REFLEXION

COVID-19 : Les scanners thermiques faussés par les bouffées de chaleurs



En cette période de lutte contre la pandémie de coronavirus, les espaces commerciaux, entreprises, aéroports et administrations ont choisi de se tourner vers la prise de température pour tenter d’éviter des cas de contagions du COVID-19 mais la prise de température peut se montrer problématique pour certaines femmes surtout face à femmes ménopausées qui souffrent de bouffées de chaleurs. comme l’a fait remarquer la gynécologue américaine Dr Jennifer Gunter sur Twitter..  Pour la praticienne d'outre-Atlantique, cette mesure a des lacunes. Elle est même discriminante pour de nombreuses femmes. Elle déplore sur son compte Twitter “Les scanners thermiques en tant que moyen de dépistage des personnes pour le COVID vont affecter beaucoup de femmes en transition de la ménopause et en post-ménopause. Les bouffées de chaleur peuvent augmenter la température de la peau (pas la température corporelle).  La gynécologue Dr Odile Bagot, auteure de “Ménopause, pas de Panique” aux éditions Mango corrobore les arguments de sa consœur. “En effet, si l’on prend le scanner de température d’une femme ménopausée au moment d’une bouffée de chaleur, la température sera supérieure à la normale”.  La raison ? Lors de la ménopause, les femmes enregistrent une chute de leur taux d'œstrogènes, hormones qui régulent entre autres la température. Ainsi les outils du “thermostat corporel” s’emballent brusquement, provoquant des bouffées de chaleur. Le plus souvent, cette sensation de chaleur, connue par plus de 7 femmes ménopausées sur 10, est éprouvée au niveau de la figure ou du thorax.
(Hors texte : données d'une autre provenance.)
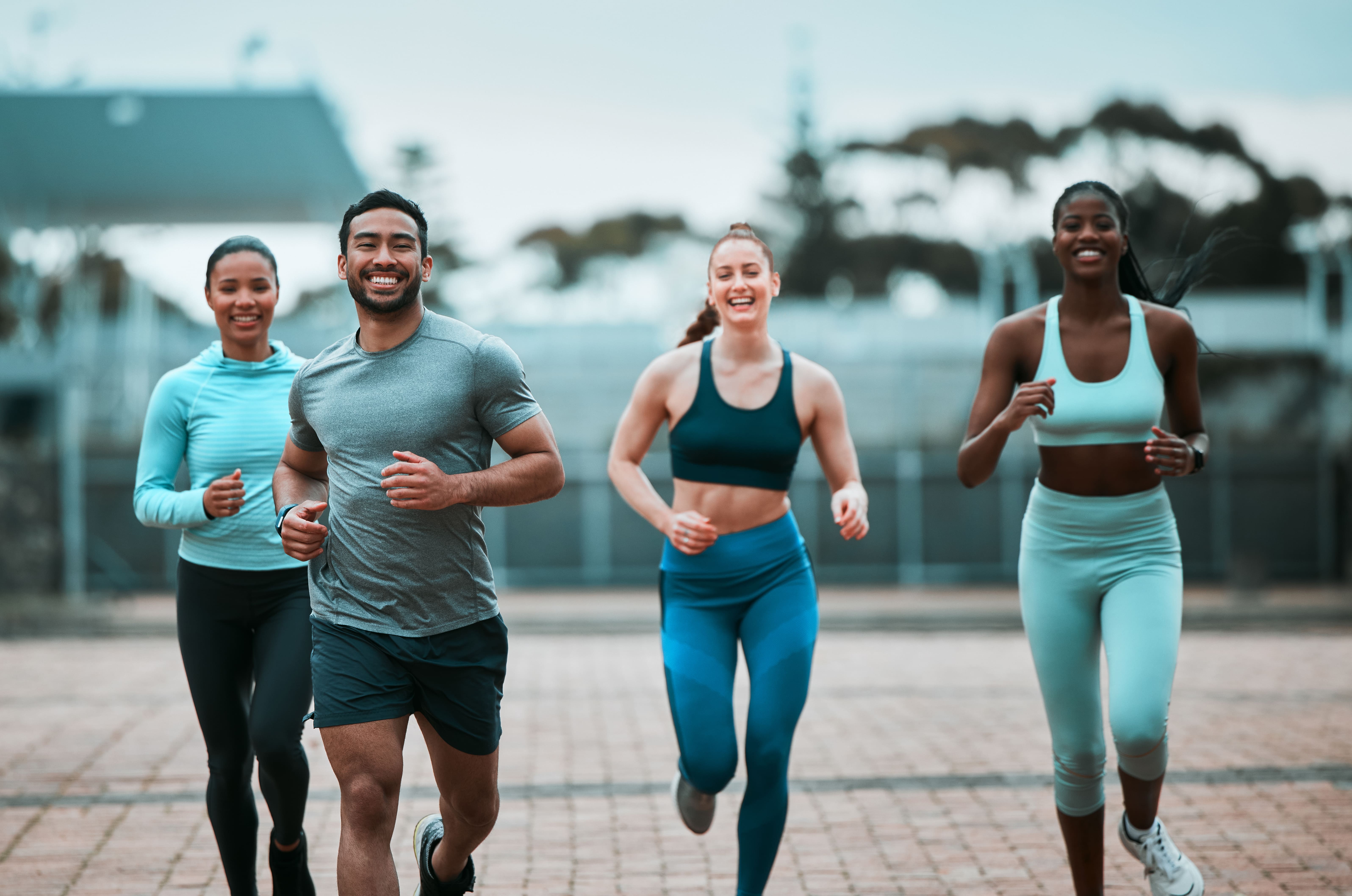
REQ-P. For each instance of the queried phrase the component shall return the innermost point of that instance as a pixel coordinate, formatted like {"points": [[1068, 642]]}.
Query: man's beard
{"points": [[389, 306]]}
La surface de la peau devient chaude au toucher, et encore une fois le visage est le plus affecté par ce symptôme. Que faire si un épisode nous joue des tours lors d’un scanner thermique ? “Il suffirait de recommencer peu de temps après lorsque la cocotte-minute sera moins sous pression....”, recommande le Dr Odile Bagot. En effet, la chaleur au niveau de la peau diminue après la bouffée de chaleur. Mais les femmes ménopausées ne sont pas les seules à risquer de se voir pointées du doigt à cause d’une température plus élevée que les standards 37°degrés. “De manière générale, la température corporelle change à plusieurs époques de la vie : par exemple au moment du cycle (elle augmente en deuxième phase) ou pendant la grossesse. Ce type de dépistage ne m’a pas l’air très pertinent”, conclut la spécialiste française.